Мой первый день в центре. Я сижу в углу и стараюсь не делать лишних движений. Мне страшно, я не совсем понимаю, что происходит, и чувствую себя ужасно неуютно. Я знаю, что люди здесь делают какое-то очень важное дело, и пытаюсь им хотя бы не мешать.
Помню, как во время занятий по физкультуре девочка Юля вдруг упала на пол посреди комнаты, начала бить руками и ногами и громко плакать. Я не выдержала, подбежала к ней и попыталась как-то успокоить. Но, кажется, от этого стало только хуже. Девушка Катя, которая тогда руководила группой, резко меня одернула: «Не подходи к ней, ты здесь новенькая и не знаешь, как обращаться с этими детьми».
Мне стало одновременно стыдно, обидно и… еще что-то.
Это было чуть больше трех лет назад, когда я впервые пришла в «Пространство общения» – организацию, которая помогает в развитии и социализации детей с ментальными нарушениями, в том числе и с РАС. Я попала туда почти случайно – пришла писать репортаж о работе центра.
Я боялась не выдержать – как боли за этих детей и их родителей, так и собственной беспомощности оттого, что я никак не могу им помочь. Мне также было страшно от мысли, что из центра я уйду в тяжелом депрессивном состоянии.
Но случилось чудо. Среди всей этой боли я нашла свет и радость. Среди беспомощности и отчаяния – надежду. Я сидела, укутанная любовью – педагогов к детям, детей – к педагогам и даже ко мне, девушке, которая случайно «зашла на огонек». Мне стало так тепло и хорошо, что я не могла не прийти снова.
Я выбрала группу, которая занимается по субботам. Это наименее «тяжелые» дети, которые по будням ходят в школу (в основном – в коррекционную, но все же – школу), а в выходной день собираются в центре, чтобы улучшить свои навыки общения. Эта группа важна и для их родителей – они получают небольшую передышку, могут сходить в кино, по делам или просто поспать.
Легкие формы РАС могут не заметить даже родители
Не зря сегодня вместо диагноза «аутизм» используют фразу «расстройство аутистического спектра» – это действительно целый спектр нарушений, от едва заметных до очень серьезных. В США, к примеру, один из 68 детей рождается с РАС – это очень много.
Легкие формы РАС могут не заметить даже родители, и окружающие будут просто считать ребенка «немного странным». В более серьезных случаях требуется помощь специалистов: неврологов, психологов, нейропсихологов, логопедов, – и вот тогда родители начинают обращаться в специальные центры.
Наша группа – инклюзивная.
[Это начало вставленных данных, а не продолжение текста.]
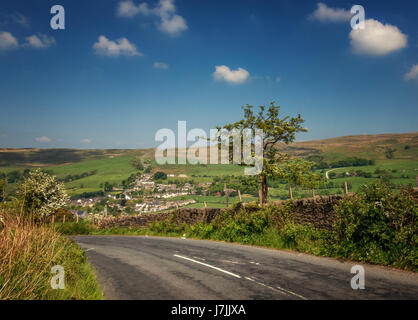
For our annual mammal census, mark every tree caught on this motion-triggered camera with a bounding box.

Есть несколько детей с тяжелой формой РАС, которые не говорят и с трудом понимают вербальную коммуникацию, у кого-то – более легкая форма аутизма, а у некоторых в карте записана всего лишь «задержка психического развития». Детям по 12-14 лет.
На самом деле, диагностировать аутизм не так-то просто, и наша постсоветская медицина не всегда с этим справляется.
Дети, родившиеся в 80-х-90-х годах – поколение «потерянных аутистов»: наиболее социализированные из них выросли в скромных и не очень общительных людей «не от мира сего», а люди с тяжелой формой расстройства получили диагноз «шизофрения» или «умственная отсталость».
Сейчас с диагностикой стало получше, однако далеко не всегда врачи могут отличить аутизм от задержки психического развития и других ментальных нарушений.
Но разве это так уж важно?
Мы не разделяем детей по диагнозам. Это просто особые – по-научному, не нейротипичные – дети с особыми потребностями, и к каждому из них нужен свой подход. Мне потребовалось немало времени, чтобы научиться общаться с ними, и это того стоило.
Мои особенные дети
У Юли, Сони и Антона – достаточно тяжелая форма аутизма, они практически не говорят.
Юля любит танцевать и устраивать почти театральные сценки – видимо, проигрывает какие-то мысли и ситуации, которые возникают в ее голове. Так как она не разговаривает, для нее это практически единственный способ пообщаться с другими людьми.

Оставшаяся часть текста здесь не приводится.